It is often said that the U.S. healthcare system is broken. That is not quite true. The system itself works as it should. People come here from all over the world to get medical treatment they cannot get in their countries. It is not healthcare that is broken, it’s health insurance. Evidence of that can be found in the biggest unspoken problem found in our health insurance industry.

What is that problem? The disconnect between how much employees pay for health insurance as opposed to how often they utilize their benefits. When looked at strictly from a cost basis, it becomes evidently clear that our system is terribly imbalanced. The vast majority of our citizens are relatively healthy. Their payments are subsidizing the healthcare needs of an unhealthy minority.

Annual Visits Only

A 2016 survey released by Finn Partners reveals a plethora of surprising data. Among the survey’s findings was this tidbit: 46% of the survey’s respondents admitted to only seeing their primary care physicians once per year. Even at that, they had to be reminded of their annual appointments with a phone call.

Also rather interesting is a finding that suggests only half of U.S. consumers with health insurance plans have been with the same primary care physician for more than three years. When you combine the two stats together, it becomes clear that half the population only sees a doctor when absolutely necessary and doesn’t stick with that doctor for very long.

Paying A Lot in Premiums

Health insurance premiums generally increased in 2021 despite higher-than-normal insurance company profits the year before. Imagine your monthly premiums for a gold level family plan were $800. You paid half and your employer paid the other half. At $400 a month, you still paid $4800 in premium payments. You could make the case that you absorbed all $9600 if not having health insurance would otherwise mean employer contributions went into your paycheck.

Now, say you are also one of those consumers who only sees your doctor once per year. Your co-pay is $50; your insurance picks up the remaining $175 for a total bill of $225. Double that for your spouse and add in your two kids. You are looking at a total of $1000 annually to see your primary care physician. Of that amount, you are paying $200 out-of-pocket. What happens to the thousands of dollars in premiums you never spend?

How It Actually Works

In a genuine insurance scenario, all the premiums you pay into a policy are invested to generate insurance company returns. Those returns would cover your losses should you make a claim. That is how auto insurance works. It’s how homeowners’ insurance works. It is not how health insurance works.

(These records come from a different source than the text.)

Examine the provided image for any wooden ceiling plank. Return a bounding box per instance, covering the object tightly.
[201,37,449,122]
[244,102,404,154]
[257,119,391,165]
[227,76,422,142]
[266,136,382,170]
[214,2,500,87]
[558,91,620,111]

Health insurance carriers have to raise their rates every year because they aren’t stockpiling vast reserves of investment returns to cover anticipated claims. What you pay in excess premiums subsidizes other subscribers whose healthcare bills reach into the tens of thousands of dollars. Your insurance carrier is using you to pay for someone else’s care.

Systemic Changes Are Needed

Dallas-based BenefitMall published a blog post in August discussing how employers can improve their employee health programs. Employers are trying valiantly to do so. They are working very hard to provide competitive benefits that offer employees true value. But they cannot do it alone.

Our health insurance system is in big trouble. It is in need of systemic changes that take it back to the days when it was actual insurance rather than a medical payments clearinghouse system. Until that happens, health insurance will remain terribly imbalanced.